Алексей Николаевич не видел, что в спину ему глядел сочувствующий человек, что у него самого недавно мучительно, из-за квартиры, разводилась дочь, молодая еще, тридцати лет, в старуху превратилась, делясь с мужем. Он столько тогда передумал о всех этих квартирных делах, додумался вообще до парадоксальной мысли: чем с квартирами лучше, тем с ними хуже. Люди так быстро начинают ценить блага, что всякое напоминание, намек – вот, мол, раньше, в коммуналке, – вызывает такое бешенство! А с другой стороны, что может быть страшней коммуналки! Появились, правда, сейчас певцы коммунального братства: делились, мол, солью, ходили в гости, вместе смотрели телевизор… Была, конечно, какая-то рожденная необходимостью общность. Даже не необходимостью – бедой. Потому что коммуналки – беда. Они разрушали в человеке его право на самостоятельность, индивидуальность, тайность если хотите, его право закрыть дверь в личную жизнь. Без такого права человек не человек. То есть они, конечно, его поколение, были люди, и еще какие! Они заполнили все свое внутреннее человеческое пространство коллективизмом и были с ним сильны и непобедимы. Но нельзя же до бесконечности выращивать в человеке одну его ипостась? Может, нынешний эгоизм молодежи и есть тот противовес, который необходим, нужен обществу, чтобы в конце концов и родилась та гармоничная личность, до которой он, директор, уже не доживет?

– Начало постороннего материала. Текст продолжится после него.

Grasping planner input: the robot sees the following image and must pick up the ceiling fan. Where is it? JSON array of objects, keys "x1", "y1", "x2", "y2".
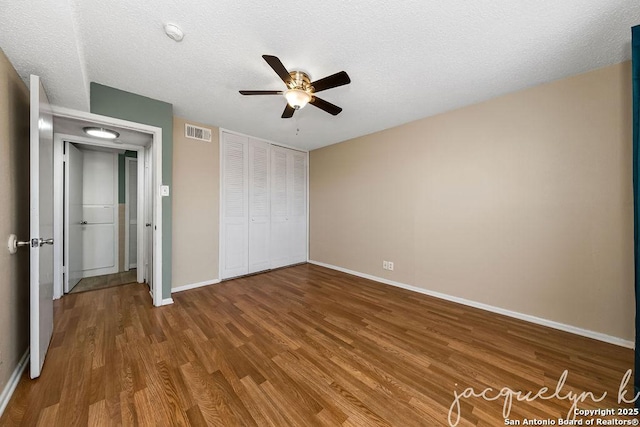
[{"x1": 240, "y1": 55, "x2": 351, "y2": 119}]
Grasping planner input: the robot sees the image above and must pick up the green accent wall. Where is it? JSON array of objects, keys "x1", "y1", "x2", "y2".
[
  {"x1": 90, "y1": 82, "x2": 173, "y2": 299},
  {"x1": 118, "y1": 151, "x2": 138, "y2": 205}
]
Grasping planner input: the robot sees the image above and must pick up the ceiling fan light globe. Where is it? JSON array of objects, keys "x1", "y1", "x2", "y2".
[{"x1": 284, "y1": 89, "x2": 311, "y2": 110}]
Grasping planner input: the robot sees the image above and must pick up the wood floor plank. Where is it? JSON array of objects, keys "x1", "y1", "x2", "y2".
[{"x1": 0, "y1": 264, "x2": 633, "y2": 427}]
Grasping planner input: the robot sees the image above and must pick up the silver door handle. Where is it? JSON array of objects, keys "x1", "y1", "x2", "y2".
[
  {"x1": 38, "y1": 238, "x2": 53, "y2": 246},
  {"x1": 7, "y1": 234, "x2": 31, "y2": 255}
]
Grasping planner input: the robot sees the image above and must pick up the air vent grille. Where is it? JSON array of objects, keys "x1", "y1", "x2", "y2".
[{"x1": 184, "y1": 123, "x2": 211, "y2": 142}]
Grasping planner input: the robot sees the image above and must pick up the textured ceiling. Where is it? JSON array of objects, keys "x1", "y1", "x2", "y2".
[{"x1": 0, "y1": 0, "x2": 640, "y2": 149}]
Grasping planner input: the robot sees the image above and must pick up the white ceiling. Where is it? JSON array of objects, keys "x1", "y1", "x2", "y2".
[{"x1": 0, "y1": 0, "x2": 640, "y2": 149}]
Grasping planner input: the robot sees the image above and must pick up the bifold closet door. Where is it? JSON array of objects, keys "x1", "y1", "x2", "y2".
[
  {"x1": 220, "y1": 132, "x2": 249, "y2": 279},
  {"x1": 270, "y1": 147, "x2": 291, "y2": 268},
  {"x1": 271, "y1": 147, "x2": 307, "y2": 268},
  {"x1": 248, "y1": 139, "x2": 271, "y2": 273},
  {"x1": 289, "y1": 150, "x2": 307, "y2": 264}
]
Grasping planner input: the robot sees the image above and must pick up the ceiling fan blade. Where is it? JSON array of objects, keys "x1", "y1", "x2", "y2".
[
  {"x1": 308, "y1": 96, "x2": 342, "y2": 116},
  {"x1": 262, "y1": 55, "x2": 291, "y2": 85},
  {"x1": 311, "y1": 71, "x2": 351, "y2": 92},
  {"x1": 281, "y1": 104, "x2": 296, "y2": 119},
  {"x1": 240, "y1": 90, "x2": 282, "y2": 95}
]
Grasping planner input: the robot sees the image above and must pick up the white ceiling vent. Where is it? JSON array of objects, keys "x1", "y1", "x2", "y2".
[{"x1": 184, "y1": 123, "x2": 211, "y2": 142}]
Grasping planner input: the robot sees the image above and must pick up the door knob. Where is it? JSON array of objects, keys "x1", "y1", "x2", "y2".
[
  {"x1": 38, "y1": 238, "x2": 53, "y2": 246},
  {"x1": 7, "y1": 234, "x2": 31, "y2": 255}
]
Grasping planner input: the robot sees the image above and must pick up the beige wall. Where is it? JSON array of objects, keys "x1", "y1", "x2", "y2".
[
  {"x1": 310, "y1": 62, "x2": 634, "y2": 340},
  {"x1": 171, "y1": 117, "x2": 220, "y2": 288},
  {"x1": 0, "y1": 50, "x2": 29, "y2": 392}
]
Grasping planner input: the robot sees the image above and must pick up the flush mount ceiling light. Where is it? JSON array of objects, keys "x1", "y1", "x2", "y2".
[
  {"x1": 164, "y1": 24, "x2": 184, "y2": 42},
  {"x1": 284, "y1": 89, "x2": 311, "y2": 110},
  {"x1": 82, "y1": 126, "x2": 120, "y2": 139}
]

Ему вот достались коммуналки и проблемы Алексея Николаевича. Какие это проблемы? А серьезные – хочется мужику остаться человеком в нечеловеческой ситуации. Как же иначе назовешь положение, когда мужик сам, своей рукой разрушает над собой дом, а хочет не получить царапин, ушибов, хочет не замараться. Ничего у него не получится. Ни у кого не получится, раз такое делаешь. Он посмотрел на список нуждающихся в жилье – четыреста фамилий! И даже рассердился на Алексея Николаевича за то, что тот отвлек его от дела трудного и безусловно более важного… «А что-то будет и потом, – вскользь подумал директор, – когда мы наконец всех расселим и еще место останется. Только когда это будет? И будет ли?»

***

А в это время Анна Антоновна слушала ответ той самой ученицы, мать которой обещала ей ковер любого размера. Девочка мучительно пробивалась к идейному содержанию «Мертвых душ», набила на этом деле мозговые мозоли и с трудом выдавила из себя слова, что «Плюшкин – жадный и скупой, а Ноздрев – пьяница и алкоголик».